Kerala High Court - Eligibility Reduction for Service Quota upheld [Read the Judgment]
Justice A.M. Shaffique of the Kerala High Court on Friday upheld the validity of a State Government decision reducing the qualifying percentage for service quota in the All India Post-graduate Medical Entrance Examination 2014 by in-service doctors for admission to postgraduate/diploma medical courses.
The writ petitions were filed by doctors in Governmental services under various departments. They challenged the Clause 4.4.1 of the P.G. Medical Entrance Prospectus for admission to Medical Post Graduate Degree/ Diploma Course, 2014 issued by the Director of Medical Education to the extent it makes provision for reducing the qualifying criteria for service quota candidates in the All India post Graduate Medical Entrance Examination 2014.
The qualifying criterion for service quota candidates was reduced to 45%, 35% and 40% for General, SC/ST/SEBC and PD candidates respectively as compared to 50% for general category candidates outside the service quota.
The National Board for Examinations was entrusted by the Central Government to conduct admission to Post Graduate Medical Courses. A Government Order was issued in November, 2013, in this behalf. The commissioner of Entrance Examinations also issued notification on 05/11/2013 in that regard.

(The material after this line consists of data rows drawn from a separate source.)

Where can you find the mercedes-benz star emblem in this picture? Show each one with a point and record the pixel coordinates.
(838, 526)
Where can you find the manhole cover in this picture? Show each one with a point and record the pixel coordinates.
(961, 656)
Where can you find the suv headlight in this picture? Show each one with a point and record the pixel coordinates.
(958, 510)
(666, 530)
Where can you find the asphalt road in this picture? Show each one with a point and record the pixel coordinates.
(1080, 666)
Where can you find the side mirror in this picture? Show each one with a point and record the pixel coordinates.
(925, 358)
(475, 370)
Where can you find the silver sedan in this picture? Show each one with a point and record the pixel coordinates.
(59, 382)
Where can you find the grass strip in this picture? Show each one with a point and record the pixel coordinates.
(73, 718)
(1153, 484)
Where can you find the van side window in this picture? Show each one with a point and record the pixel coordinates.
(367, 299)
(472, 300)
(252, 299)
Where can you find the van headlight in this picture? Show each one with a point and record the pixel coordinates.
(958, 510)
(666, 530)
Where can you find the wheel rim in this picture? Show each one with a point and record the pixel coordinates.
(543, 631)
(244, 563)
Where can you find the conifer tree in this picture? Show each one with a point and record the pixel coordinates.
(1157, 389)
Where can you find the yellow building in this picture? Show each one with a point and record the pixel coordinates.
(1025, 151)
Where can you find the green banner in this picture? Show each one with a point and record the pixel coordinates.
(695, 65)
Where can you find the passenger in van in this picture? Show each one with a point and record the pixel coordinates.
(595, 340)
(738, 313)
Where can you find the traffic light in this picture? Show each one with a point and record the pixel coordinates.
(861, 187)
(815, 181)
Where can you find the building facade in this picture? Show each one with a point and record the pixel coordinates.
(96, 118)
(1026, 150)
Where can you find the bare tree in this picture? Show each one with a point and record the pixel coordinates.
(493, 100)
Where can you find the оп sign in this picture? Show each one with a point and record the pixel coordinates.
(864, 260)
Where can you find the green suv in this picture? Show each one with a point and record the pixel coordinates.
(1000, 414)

The petitioners, through their counsel Sri. Kurian George Kannanthanam had contended that the State Government had no right to issue the prospectus, reducing the qualifying marks, when the NBE bulletin clearly prescribed the qualifying marks as 50%. Also that the power to frame law with reference to admission to post graduate course in medical education is with the Central Government in terms of Entry 66 of List I, and that when the field is occupied by the Central Legislation, it is not open for the state Government to have issued a prospectus, as held by the Division Bench of the court in Mohammed Riaz v. state of Kerala.
It is well settled that both the Union as well as the States have the power to legislate on education including medical education, subject to Entry 66 of List l, which deals with laying down standards in institutions for higher education or research.
However, he Court said that as per the notification, a candidate concerned should acquire 50% marks in the competitive examination for a pass and qualification for allotment. None has a case that the notification has the force of law and is a legislation in terms of Entry 66 of List 1 of the Constitution of India.
The Government pleader, Sri.Roshen D.Alexander also argued that the state has the legislative competence to enact a special Statute for the service candidates under Entry 25 of List 3, since the special statute has received the assent of the President.
The State Government contended that the Government has powers under the Service Quota Act, 2008 to provide details for eligibility to admission, duration of course, allotment, fee to be paid, reservation of seats, etc. in the prospectus before the commencement of admission. It was asserted that the relaxation was issued taking into account the acute dearth of qualified service quota candidates for admission to Post Graduate Medical Service. This was termed by the petitioners as arbitrary and unreasonable in so far as there is no dearth of specialists in the Health Service Department. It was submitted by the respondents that the decision was taken after discussions at various level of consideration, taking into account the overall situation.
The Court accepted the respondent’s contention and observed that when it is open for the Government under a particular Statute to deviate from the fixed formula and prescribe eligibility criteria different from what has been followed earlier, it only reflects the policy of the Government, which cannot be termed as unreasonable in any form.
The Court was of the view that it was well within the power of the Government to prescribe an eligibility criteria for service candidates under Section 5(3) of Act by prescribing the same in the prospectus. The Court hence didn’t consider it to be arbitrary or malafide in any manner.